Sam MacPherson

Flash, Haxe, Game Dev and more…

Category Archives: optimization

2D GPU-Accelerated Rendering with Molehill/HxSL

Ok, so I’ve been working on this rendering problem for probably a little over a month now. The problem being that Flash’s vector renderer is just too slow for my needs.

My first approach which I illustrated in the last post was to use blitting with a cached store for repeated affine transformations. I ended up with a decent renderer more or less, but it was not without issues. For one, it did not work very well in general cases. I could only get decent performance with very contrived examples which of course is not very helpful.

Another issue with the blitting renderer was the complexity of the code. I was not aware when I started out just how complicated it would be to optimize the code. I went through several revisions with many hours of hair pulling before I got something that was reasonable (Reasonable meaning 30 fps).

When I started working on the blitting engine I was aware of the release of Flash Player 11 beta and molehill, but I was determined to get my own version working. I don’t really have any good reasons for not using molehill right away as a rendering engine other then perhaps my own ignorance. That shortly changed after I started playing around with the molehill api using HxSL (Haxe Shader Language) – http://haxe.org/manual/hxsl.

If you don’t know what HxSL is dont worry. For now you can just remember it as an easier way of writing Shaders (Computer Programs) for the GPU. Currently the adobe alternative involves writing low-level assembly code which is not very pretty. Once again Haxe is on the fore-front of Flash technology.

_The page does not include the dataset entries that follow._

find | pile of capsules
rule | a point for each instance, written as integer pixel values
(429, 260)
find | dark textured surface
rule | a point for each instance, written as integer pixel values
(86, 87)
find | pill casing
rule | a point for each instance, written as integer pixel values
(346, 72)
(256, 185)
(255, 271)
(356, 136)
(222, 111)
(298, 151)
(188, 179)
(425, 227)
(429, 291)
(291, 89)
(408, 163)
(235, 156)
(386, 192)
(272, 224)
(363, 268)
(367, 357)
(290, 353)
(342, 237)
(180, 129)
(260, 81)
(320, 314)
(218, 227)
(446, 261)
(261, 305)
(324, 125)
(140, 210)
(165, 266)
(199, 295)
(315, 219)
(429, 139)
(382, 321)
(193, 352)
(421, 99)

At first glance 3D programming seems very complicated. I myself have never done anything with the graphics card. I was actually surprised at how quickly I picked the whole thing up. I’m not going to explain how to use HxSL or program 3D applications. There are a ton of tutorials out there. The ones I used were http://haxe.org/doc/advanced/flash3d for examples on how to use HxSL and http://lab.polygonal.de/2011/02/27/simple-2d-molehill-example/ as well as some conceptual stuff on matricies. This post is about the 2D rendering engine I made using Haxe.

When I started learning molehill about two weeks ago I was surprised at how few examples there were for HxSL specifically 2D rendering with HxSL. Really the only things I could find were the general 3D examples in HxSL and a whole ton of actionscript examples. I did find another 2D rendering engine written in actionscript (https://github.com/egreenfield/M2D), but I wanted a solution in Haxe! So I decided to do it myself.

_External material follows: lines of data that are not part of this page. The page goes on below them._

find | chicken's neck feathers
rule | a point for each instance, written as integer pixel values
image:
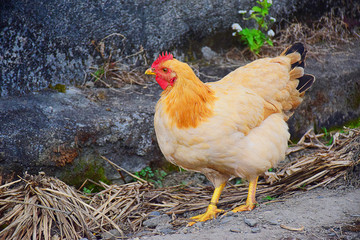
(189, 102)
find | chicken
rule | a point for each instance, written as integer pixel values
(235, 127)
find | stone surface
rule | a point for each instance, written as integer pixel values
(48, 41)
(46, 130)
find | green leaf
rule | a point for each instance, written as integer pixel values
(256, 9)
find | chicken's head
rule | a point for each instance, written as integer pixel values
(164, 75)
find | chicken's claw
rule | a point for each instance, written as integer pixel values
(211, 212)
(246, 207)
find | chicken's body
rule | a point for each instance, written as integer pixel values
(233, 127)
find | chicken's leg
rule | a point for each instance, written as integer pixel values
(250, 201)
(212, 209)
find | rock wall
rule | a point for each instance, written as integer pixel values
(48, 41)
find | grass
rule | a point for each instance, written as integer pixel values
(36, 207)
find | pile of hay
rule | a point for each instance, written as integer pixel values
(38, 207)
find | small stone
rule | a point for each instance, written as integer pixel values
(226, 219)
(235, 229)
(231, 214)
(154, 214)
(250, 222)
(89, 84)
(185, 230)
(273, 222)
(153, 222)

So after some learning/experimentation I was finally ready to put it all together. Basically the idea is to setup a simulated 2D environment by fixing the camera (the screen) and representing all the display objects as flat rectangles that ‘hover’ slightly in front of the camera.

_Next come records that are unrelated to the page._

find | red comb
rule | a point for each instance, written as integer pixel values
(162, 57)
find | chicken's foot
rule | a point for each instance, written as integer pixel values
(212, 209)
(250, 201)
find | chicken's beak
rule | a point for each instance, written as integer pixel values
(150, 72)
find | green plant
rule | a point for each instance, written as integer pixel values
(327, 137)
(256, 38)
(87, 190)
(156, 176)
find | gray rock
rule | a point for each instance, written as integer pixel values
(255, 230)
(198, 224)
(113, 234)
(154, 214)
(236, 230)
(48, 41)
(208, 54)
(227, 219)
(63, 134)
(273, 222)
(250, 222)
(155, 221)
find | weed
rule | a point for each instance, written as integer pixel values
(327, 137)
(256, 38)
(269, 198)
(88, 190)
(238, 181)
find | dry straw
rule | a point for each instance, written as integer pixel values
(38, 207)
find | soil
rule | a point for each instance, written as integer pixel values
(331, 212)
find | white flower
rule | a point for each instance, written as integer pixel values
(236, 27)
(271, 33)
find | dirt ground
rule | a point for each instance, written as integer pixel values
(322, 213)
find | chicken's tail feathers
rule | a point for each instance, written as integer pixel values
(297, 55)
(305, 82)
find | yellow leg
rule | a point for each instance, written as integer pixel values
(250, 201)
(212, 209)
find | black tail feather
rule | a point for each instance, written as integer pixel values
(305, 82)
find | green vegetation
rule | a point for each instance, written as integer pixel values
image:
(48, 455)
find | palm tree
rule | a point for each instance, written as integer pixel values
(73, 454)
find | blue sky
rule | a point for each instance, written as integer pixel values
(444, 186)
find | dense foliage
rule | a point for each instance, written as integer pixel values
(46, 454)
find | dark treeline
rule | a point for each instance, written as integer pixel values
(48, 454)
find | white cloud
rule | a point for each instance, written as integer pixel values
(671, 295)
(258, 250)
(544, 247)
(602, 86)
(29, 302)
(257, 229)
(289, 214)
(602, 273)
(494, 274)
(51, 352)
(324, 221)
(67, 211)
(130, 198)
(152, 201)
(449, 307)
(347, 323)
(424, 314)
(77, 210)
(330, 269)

The end result looks identical to a normal 2D environment (Excuse my bad 3d drawing skills).

So let’s get into some code!

private function _initFrame ():Void {
     _s = flash.Lib.current.stage.stage3Ds[0];
     _s.viewPort = new Rectangle(0, 0, SCREEN_WIDTH, SCREEN_HEIGHT);
     _s.addEventListener(Event.CONTEXT3D_CREATE, _onReady);
     _s.requestContext3D();
}
private function _onReady (e:Event):Void {
     _c = _s.context3D;
     _c.configureBackBuffer(Std.int(_s.viewPort.width), Std.int(_s.viewPort.height), ANTI_ALIAS, true);

     //Setup projection matrix
     _mproj = new Matrix3D();
     _mproj.appendTranslation(-SCREEN_WIDTH/2, -SCREEN_HEIGHT/2, 0);
     _mproj.appendScale(2/SCREEN_WIDTH, -2/SCREEN_HEIGHT, -1);
     _mproj.appendTranslation(2/SCREEN_WIDTH, 2/SCREEN_HEIGHT, 1);

     //Setup shader
     _shader = new Shader(_c);
     _ready = true;
}

This may look scary, but most of the code above is just boilerplate code. The one piece that isn’t boilerplate code is the projection matrix. Now the math behind projection matrix can get complicated fast, but you can think of it like this. The projection matrix can be thought of as a camera and we need to translate pixels in the 3D world onto this 2D screen. We do this using the projection matrix. According to the code above, we fix the camera at (0, 0, 1) facing towards the origin and we apply a perspective change to make the x/y plane at z=0 show exactly (SCREEN_WIDTH x SCREEN_HEIGHT) units. This will give us the exact same setup as a regular 2D environment.

@:shader({
     var input:{
          pos:Float3,
          uv:Float2
     };
     var tuv:Float2;
     function vertex (mpos:M44, mproj:M44) {
          out = pos.xyzw * mpos * mproj;
          tuv = uv;
     }
     function fragment (t:Texture) {
          out = t.get(tuv);
     }
}) class Shader extends format.hxsl.Shader {
}

Now here is where the beauty of HxSL comes in. The above piece of code is a Shader. If you did this in actionscript you would of had to write that in assembly. Yuck! I don’t want to get into too much detail as to how this shader works as that is not really the purpose of this tutorial. If you are interested you can read the HxSL documentation (http://haxe.org/manual/hxsl). It’s a pretty basic shader.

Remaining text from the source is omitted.